Lo que sorprende es que nadie parece recordar que la misma
trayectoria de Marina es un amontonado de contradicciones. De origen
extremamente humilde, surgió de la izquierda católica, fue militante
del PT de Lula desde sus orígenes. De católica extrema, pasó a una de
las sectas evangélicas que en Brasil se reproducen como hongos después
de la lluvia. Y del PT pasó primero al PV (Partido Verde, bajo cuya
sigla logró 19 por ciento de los votos en las presidenciales del 2010).

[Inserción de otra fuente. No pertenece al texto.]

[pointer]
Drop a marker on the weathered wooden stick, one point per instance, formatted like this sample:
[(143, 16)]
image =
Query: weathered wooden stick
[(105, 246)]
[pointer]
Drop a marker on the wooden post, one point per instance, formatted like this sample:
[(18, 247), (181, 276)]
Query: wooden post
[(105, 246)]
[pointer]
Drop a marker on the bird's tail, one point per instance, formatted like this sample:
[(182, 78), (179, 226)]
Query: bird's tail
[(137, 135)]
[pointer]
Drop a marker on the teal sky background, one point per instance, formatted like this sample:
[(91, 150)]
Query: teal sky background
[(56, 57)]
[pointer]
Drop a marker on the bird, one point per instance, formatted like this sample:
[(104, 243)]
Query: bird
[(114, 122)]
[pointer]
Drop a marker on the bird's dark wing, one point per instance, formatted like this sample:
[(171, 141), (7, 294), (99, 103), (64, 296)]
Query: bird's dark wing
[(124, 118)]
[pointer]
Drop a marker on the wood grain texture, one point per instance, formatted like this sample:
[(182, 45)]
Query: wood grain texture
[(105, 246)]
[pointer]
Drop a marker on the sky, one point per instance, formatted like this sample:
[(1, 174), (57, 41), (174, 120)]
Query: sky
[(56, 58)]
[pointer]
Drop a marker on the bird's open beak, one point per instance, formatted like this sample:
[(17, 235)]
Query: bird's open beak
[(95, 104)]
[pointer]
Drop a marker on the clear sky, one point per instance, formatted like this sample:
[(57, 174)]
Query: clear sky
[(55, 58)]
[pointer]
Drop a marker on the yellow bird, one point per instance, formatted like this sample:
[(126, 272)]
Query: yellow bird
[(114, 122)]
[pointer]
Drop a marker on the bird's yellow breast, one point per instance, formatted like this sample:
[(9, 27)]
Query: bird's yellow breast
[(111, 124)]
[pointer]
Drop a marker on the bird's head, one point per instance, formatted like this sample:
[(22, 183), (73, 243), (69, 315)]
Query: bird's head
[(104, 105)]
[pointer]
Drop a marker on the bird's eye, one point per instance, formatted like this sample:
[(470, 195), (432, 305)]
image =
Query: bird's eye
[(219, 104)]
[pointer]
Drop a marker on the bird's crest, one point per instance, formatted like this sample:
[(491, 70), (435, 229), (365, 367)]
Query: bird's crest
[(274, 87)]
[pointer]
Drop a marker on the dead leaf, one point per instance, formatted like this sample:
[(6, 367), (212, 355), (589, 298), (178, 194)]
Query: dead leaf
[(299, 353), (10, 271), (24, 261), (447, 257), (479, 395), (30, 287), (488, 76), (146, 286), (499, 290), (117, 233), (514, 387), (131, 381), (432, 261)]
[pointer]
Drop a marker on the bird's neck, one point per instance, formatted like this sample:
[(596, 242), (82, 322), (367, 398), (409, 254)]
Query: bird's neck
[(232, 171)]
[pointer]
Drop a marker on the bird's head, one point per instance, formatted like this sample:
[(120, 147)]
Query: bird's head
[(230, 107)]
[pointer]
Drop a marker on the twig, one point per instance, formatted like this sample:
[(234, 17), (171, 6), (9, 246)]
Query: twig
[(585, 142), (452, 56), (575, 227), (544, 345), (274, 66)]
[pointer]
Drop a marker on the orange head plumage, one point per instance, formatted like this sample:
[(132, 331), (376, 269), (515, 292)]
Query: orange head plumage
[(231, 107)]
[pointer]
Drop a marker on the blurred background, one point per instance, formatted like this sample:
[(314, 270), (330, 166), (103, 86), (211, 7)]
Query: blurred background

Del PV pasó a intentar crear su propio partido, de nombre insólito (Red
Sustentabilidad), y al no lograrlo se unió, de último minuto, al PSB.
No cuenta con ninguna alianza significativa que pueda darle respaldo
parlamentario para gobernar; presenta un programa de gobierno que es
como un caleidoscopio que no para de girar por un solo instante, y
dispara promesas de futuro que ni siquiera en un viaje de ácido
lisérgico serían viables.
Pero nada de eso parece importar. Lo que importa, para parcelas cada
vez más visibles del electorado, es que Marina Silva, cuya consistencia
política corresponde a su fragilidad física, concuerda con un fuerte y
profundo deseo de cambio.
Desde el principio de la actual campaña presidencial, que hasta hace
poco más de dos semanas oponía a Dilma Rousseff de un lado y a Aécio
Neves de otro, surgía estridente, en todos los sondeos, un dato: 70 por
ciento de los entrevistados querían cambios.
Dilma no supo convencer que con ella las cosas seguirían cambiando. Aécio no logró demostrar que no es más que un playboy provinciano, con un discurso que no merece ninguna confianza.
Ahora Marina surge con aires de santa milagrosa. Tiene la
consistencia de un flan. Pero trae el discurso oportuno. Ese es el
mayor peligro que planea sobre mi país.